Trabalho análogo à escravidão e tráfico de indígenas paraguaios expõem realidade de exploração em propriedades rurais do estado
Operação realizada entre os dias 18 e 22 de novembro, com apoio e participação do Ministério Público do Trabalho em Mato Grosso do Sul (MPT-MS), resultou no resgate de 31 trabalhadores indígenas paraguaios, incluindo quatro adolescentes, submetidos a condições análogas à escravidão em duas propriedades rurais do estado, uma em Nova Andradina e outra em Ribas do Rio Pardo. As vítimas foram descobertas após seus veículos clandestinos serem interceptados pela Polícia Rodoviária Federal (PRF). O caso revelou um esquema de tráfico humano que envolve indígenas paraguaios, trazidos sem qualquer formalização imigratória para trabalhar na colheita da mandioca.
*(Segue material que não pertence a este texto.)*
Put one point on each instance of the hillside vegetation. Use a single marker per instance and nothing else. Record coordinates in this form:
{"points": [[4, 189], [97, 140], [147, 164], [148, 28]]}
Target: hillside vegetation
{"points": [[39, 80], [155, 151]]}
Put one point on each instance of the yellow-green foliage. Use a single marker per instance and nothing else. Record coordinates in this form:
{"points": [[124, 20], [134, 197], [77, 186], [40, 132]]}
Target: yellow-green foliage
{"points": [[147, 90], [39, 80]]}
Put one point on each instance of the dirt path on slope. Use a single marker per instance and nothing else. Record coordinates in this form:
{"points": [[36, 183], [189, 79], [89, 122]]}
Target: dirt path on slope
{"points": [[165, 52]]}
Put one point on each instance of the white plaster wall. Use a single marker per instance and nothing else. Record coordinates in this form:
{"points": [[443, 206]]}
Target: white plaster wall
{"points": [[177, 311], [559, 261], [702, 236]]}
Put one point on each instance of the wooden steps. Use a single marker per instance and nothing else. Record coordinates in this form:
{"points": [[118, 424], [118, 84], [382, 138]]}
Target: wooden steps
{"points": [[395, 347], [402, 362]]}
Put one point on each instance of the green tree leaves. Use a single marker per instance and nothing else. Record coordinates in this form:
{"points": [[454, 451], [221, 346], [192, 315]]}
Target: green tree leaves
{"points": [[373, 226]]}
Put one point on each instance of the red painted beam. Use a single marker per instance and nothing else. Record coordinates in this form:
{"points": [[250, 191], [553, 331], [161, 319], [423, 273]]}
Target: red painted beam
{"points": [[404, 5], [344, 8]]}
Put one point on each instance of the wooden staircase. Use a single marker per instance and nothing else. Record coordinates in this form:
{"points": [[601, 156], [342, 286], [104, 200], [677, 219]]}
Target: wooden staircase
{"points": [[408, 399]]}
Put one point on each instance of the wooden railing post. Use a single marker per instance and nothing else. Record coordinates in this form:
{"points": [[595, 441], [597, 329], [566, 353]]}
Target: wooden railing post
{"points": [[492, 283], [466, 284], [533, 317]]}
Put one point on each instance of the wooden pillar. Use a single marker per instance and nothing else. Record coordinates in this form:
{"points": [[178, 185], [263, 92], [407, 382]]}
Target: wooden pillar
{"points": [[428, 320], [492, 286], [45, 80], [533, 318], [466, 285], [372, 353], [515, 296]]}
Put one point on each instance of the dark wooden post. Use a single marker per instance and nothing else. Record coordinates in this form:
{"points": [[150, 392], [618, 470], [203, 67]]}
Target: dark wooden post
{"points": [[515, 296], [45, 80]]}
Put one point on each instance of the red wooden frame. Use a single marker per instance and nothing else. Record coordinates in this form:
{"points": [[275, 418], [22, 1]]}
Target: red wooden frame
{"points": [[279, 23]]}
Tráfico de trabalhadores e condições degradantes
Em área rural de Nova Andradina, na Fazenda São Cristóvão, pertencente ao Grupo Coimma, foram resgatados 19 trabalhadores, sendo um adolescente. A abordagem ocorreu enquanto retornavam ao Paraguai em veículos contratados pelos próprios aliciadores, popularmente conhecidos por “gatos”, interceptados pela Polícia Rodoviária Federal no trajeto entre Nova Andradina e Nova Alvorada do Sul.
Após o resgate, as vítimas foram encaminhadas à Delegacia de Polícia Civil de Nova Alvorada do Sul, onde prestaram depoimentos à Auditoria-Fiscal do Trabalho e ao procurador do Trabalho responsável pelo caso, Paulo Douglas Almeida de Moraes, titular regional da Coordenadoria Nacional de Combate ao Trabalho Escravo (Conaete) do MPT.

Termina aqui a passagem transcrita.